El Puerto de Valencia ha empezado a desmantelar el sistema de videovigilancia de su frontera del muro de la antigua fábrica Moyresa, en la frontera con Natzaret, cuyo uso se ha cedido al Ayuntamiento de Valencia para crear una gran zona verde que mejore la integración del puerto y la ciudad. La retirada de las ocho cámaras del perímetro de Moyresa llega tras el acuerdo alcanzado a principios de mes entre el puerto y la ciudad para compensar, con 30 años de retraso, a Natzaret por la destrucción de su playa.

Además de los terrenos de Moyresa, el puerto cede el suelo de Benimar para una zona deportiva, donde se baraja la ubicación de la ciudad deportiva del Levante UD. La ciudad ganará 174.000 m2 de zonas verdes y deportivas, la mitad para un gran parque de desembocadura.

Está previsto que las cámaras que se retiren de la frontera de Natzaret se reubiquen en el perímetro del nuevo recinto aduanero, que se retranquea alrededor de 300 metros.

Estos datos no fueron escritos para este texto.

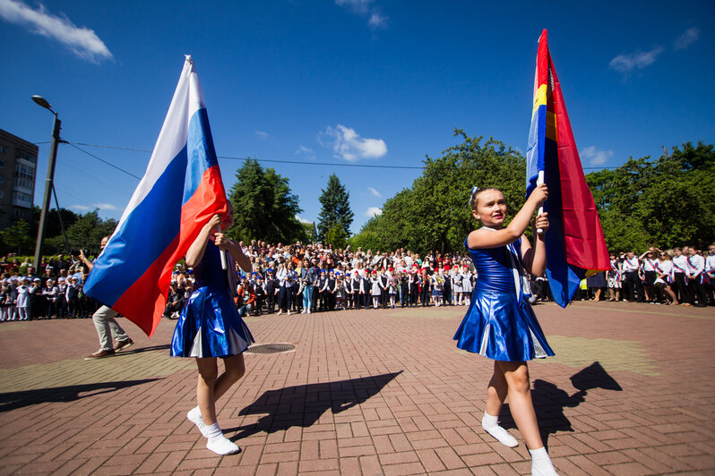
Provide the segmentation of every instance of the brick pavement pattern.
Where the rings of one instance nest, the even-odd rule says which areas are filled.
[[[220,457],[185,419],[190,359],[173,322],[116,357],[91,320],[0,324],[0,474],[527,474],[523,442],[481,430],[492,362],[458,350],[466,308],[250,318],[259,343],[219,402],[243,452]],[[556,356],[530,365],[562,474],[715,474],[715,311],[625,302],[535,307]],[[519,439],[504,410],[501,421]]]

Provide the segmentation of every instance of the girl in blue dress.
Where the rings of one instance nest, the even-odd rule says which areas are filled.
[[[494,188],[472,189],[472,216],[482,226],[467,236],[477,278],[472,299],[454,339],[457,346],[495,361],[487,390],[484,429],[507,446],[516,439],[497,423],[506,397],[516,426],[532,457],[532,474],[556,474],[544,448],[531,402],[527,361],[554,355],[525,296],[529,286],[523,271],[541,276],[546,268],[544,234],[547,214],[538,215],[533,228],[534,246],[524,231],[534,212],[547,199],[546,185],[538,186],[508,226],[504,225],[506,201]]]
[[[225,230],[232,223],[229,202],[223,219],[214,215],[186,251],[186,266],[194,268],[196,279],[195,291],[181,311],[171,340],[171,355],[195,358],[199,370],[199,404],[186,418],[208,439],[206,447],[219,455],[241,451],[223,436],[216,421],[216,400],[243,377],[246,366],[242,353],[254,342],[233,300],[237,291],[235,261],[246,272],[251,271],[251,262],[240,246],[223,234],[213,233],[219,225]],[[221,268],[220,253],[224,251],[228,251],[228,272]],[[220,375],[218,358],[223,360],[225,367]]]

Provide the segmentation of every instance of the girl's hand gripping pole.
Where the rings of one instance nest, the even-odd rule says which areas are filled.
[[[544,171],[539,170],[538,175],[537,176],[537,186],[542,184],[544,183]],[[544,204],[542,203],[541,206],[538,208],[538,215],[544,213]],[[544,234],[544,230],[541,228],[537,228],[538,234]]]

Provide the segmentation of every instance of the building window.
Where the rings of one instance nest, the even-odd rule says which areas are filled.
[[[34,163],[38,159],[37,156],[22,149],[18,149],[15,150],[15,157],[24,158],[25,160],[32,163]]]

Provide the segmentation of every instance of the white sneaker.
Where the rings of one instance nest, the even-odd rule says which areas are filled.
[[[206,442],[206,447],[217,455],[236,455],[241,452],[238,445],[227,438],[223,435],[209,438]]]
[[[186,413],[186,419],[196,425],[196,428],[199,429],[201,434],[203,435],[203,438],[209,438],[208,433],[206,432],[206,423],[203,422],[203,417],[201,416],[201,410],[199,410],[198,406],[194,406],[189,412]]]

El puerto, a petición de los vecinos, tiene previsto ceder la valla de forja histórica que se retiró en la dársena para reutilizarla como cerramiento del parque de desembocadura. Los vecinos quieren que, por seguridad y para evitar vandalismo, el nuevo parque pueda cerrarse por las noches, como el Jardín de Viveros.

Los vecinos de Natzaret valoraron ayer la retirada de las cámaras de vigilancia del muro «de la vergüenza» de la fábrica, cuyo derribo también están preparando el puerto y el ayuntamiento. El portavoz de la Asociación de Vecinos de Natzaret, Julio Moltó, aseguró ayer que ya «ha empezado la cuenta atrás para la construcción del Parque de Desembocadura». La retirada de las cámaras de videovigilancia llega después de que el pleno del ayuntamiento de Valencia aprobase el pasado jueves el acuerdo para la redacción del nuevo plan de ordenación de Natzaret.

El consejo de administración de la Autoridad Portuaria de Valencia también aprobó la cesión de los terrenos el pasado 7 de febrero

La Autoridad Portuaria, la Generalitat y el Ayuntamiento de Valencia alcanzaron ese día, tras meses de negociaciones, un acuerdo para redactar el planeamiento que dará forma a la nueva frontera de la ciudad con el puerto sin muro ni contenedores o industrias al lado de las casas.

Las fuentes de la APV explicaron que la intención del puerto es poner a disposición del ayuntamiento cuanto antes los terrenos, para que lleve a cabo los trabajos de limpieza y urbanización, cuyo coste, remarcaron, es compentencia del ayuntamiento.

El coste y la financiacion de las obras previstas en la frontera con Natzaret todavía no está clara. El ayuntamiento asume la urbanización de la parte del jardín, mientras que el puerto ejecutará las actuaciones dentro del recinto, como el retranqueo de la rotonda que actualmente cubre la desembocadura. Las actuaciones de la Generalitat aún no se han definido.